Et puis, un beau jour, le vrai débarquement eut lieu. Les Américains débarquèrent en Méditerranée. Après, hélas des pertes sévères, ils prirent pied et attaquèrent les fortifications bâties par les Fritz. Le combat fut rude, mais devant le nombre, les Fritz capitulèrent, Les Alliés progressèrent donc vers les axes routiers, l’arrière-pays préparé en partie par tous les maquis existants qui sans cesse harcelaient l’ennemi. Aussi, chez les Fritz, ce fut la débandade. Ils se replièrent en combattant. D’aucuns furent prisonniers, le reste détala en direction du centre. Dans les villes, Marseille, Aix, des soldats encerclés se défendaient avec acharnement.

Pendant ce temps à Monlaux, au camp, on était sur le pied de guerre. Sachant que les troupes Alliées se trouvaient aux portes d’Aix, on entendait gronder le canon.

Notre groupe fut chargé de mission : Il fallait pousser une reconnaissance jusqu’à Sault pour vérifier si les Fritz s’y trouvaient toujours. Le petit convoi fut vite organisé : un camion, une moto ; cette dernière chargée de rouler en éclaireur pour reconnaître la route. Ensuite, le camion suivait, chargé de volontaires armés. Maxime et moi, nous faisions partie de l’expédition.

On demanda un volontaire pour conduire la moto. Personne ! Ce n’était pas la meilleure place de passer devant à l’aventure... Bref, je me décidai donc ; il fallait bien. Quelqu’un du groupe monta à l’arrière, mitraillette au poing et nous voilà partis !

La moto pétaradait. Je n’étais pas fier du tout !... À mesure qu’on roulait vers Saint-Etienne, à chaque virage, je me demandais ce qu’il y aurait derrière... Enfin Saint-Etienne, Rocher d’Ongle, Banon, puis Revest du Bion... Rien !.. Heureusement. On prit donc la descente vers Sault. L’angoisse nous tenaillait. On aurait donné cher pour être quelque part ailleurs ! D’autant qu’il avait été annoncé qu’une colonne blindée se repliait de ces côtés-là !

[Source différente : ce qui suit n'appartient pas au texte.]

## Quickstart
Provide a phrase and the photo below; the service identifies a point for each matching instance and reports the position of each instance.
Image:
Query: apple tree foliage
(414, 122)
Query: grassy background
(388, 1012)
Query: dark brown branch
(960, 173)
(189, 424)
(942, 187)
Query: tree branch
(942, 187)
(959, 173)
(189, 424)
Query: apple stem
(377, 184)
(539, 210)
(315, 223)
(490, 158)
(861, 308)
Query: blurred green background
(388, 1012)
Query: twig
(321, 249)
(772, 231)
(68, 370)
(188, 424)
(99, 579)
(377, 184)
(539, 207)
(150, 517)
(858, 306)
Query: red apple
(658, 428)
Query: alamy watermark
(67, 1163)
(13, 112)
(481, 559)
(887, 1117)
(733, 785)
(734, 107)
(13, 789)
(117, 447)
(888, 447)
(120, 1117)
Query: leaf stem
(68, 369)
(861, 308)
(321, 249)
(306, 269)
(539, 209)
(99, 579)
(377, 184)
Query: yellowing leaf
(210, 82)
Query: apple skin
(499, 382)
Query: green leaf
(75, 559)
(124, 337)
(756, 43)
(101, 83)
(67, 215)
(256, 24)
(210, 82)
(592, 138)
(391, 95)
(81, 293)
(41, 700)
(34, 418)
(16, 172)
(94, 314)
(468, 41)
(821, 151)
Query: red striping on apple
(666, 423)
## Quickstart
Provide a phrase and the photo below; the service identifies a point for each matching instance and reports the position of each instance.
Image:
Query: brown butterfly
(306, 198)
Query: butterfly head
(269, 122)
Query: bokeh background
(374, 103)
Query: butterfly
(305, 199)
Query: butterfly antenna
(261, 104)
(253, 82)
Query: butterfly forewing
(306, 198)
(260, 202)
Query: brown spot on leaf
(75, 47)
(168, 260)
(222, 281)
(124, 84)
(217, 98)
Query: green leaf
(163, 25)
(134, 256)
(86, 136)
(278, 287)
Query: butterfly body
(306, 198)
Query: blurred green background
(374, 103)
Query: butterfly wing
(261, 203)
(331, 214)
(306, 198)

Peu à peu, bien ou mal, on arriva au village de Sault. Plus personne. On fit le tour du pays. Deux hôtels semblaient avoir été mis à feu par les Fritz qui étaient partis depuis deux heures environ. Dans les rues, pas un chat. Les gens effrayés se calfeutraient chez eux !... Bon ! on se mit en route, sur le chemin du retour. Notre mission s’arrêtait là.

De retour à Banon, on fit halte pour respirer. Le maire du pays nous invita à manger. Ce fut volontiers ! Ensuite, on regagna notre campement. Au bord de la route, on récupéra une traction abandonnée par les Fritz. Il lui manquait la tête du delco. C’était classique. En les abandonnant, les Fritz les mettaient en panne. On se l’appropria donc provisoirement...

Arrivés au camp, on prit un peu de repos. Les pétarades de guerre s’approchaient de plus en plus... Et le lendemain matin, les premiers véhicules Alliés arrivèrent. C’était la Joie !... La Libération tant souhaitée arrivait enfin !

Les Alliés continuaient leur progression vers le centre de la France. Dans les camps de maquis, des bataillons se formaient et le tout aidant, les Allemands furent repoussés sans répit.

Chez nous, il fut question de construire un bataillon. Pour cela, on se rendit en caserne à Tarascon. Le Capitaine Maxime donna un sacré coup de main pour l’organisation, et de ce fait, grâce à mes connaissances en mécanique, je fus chargé de la partie garage.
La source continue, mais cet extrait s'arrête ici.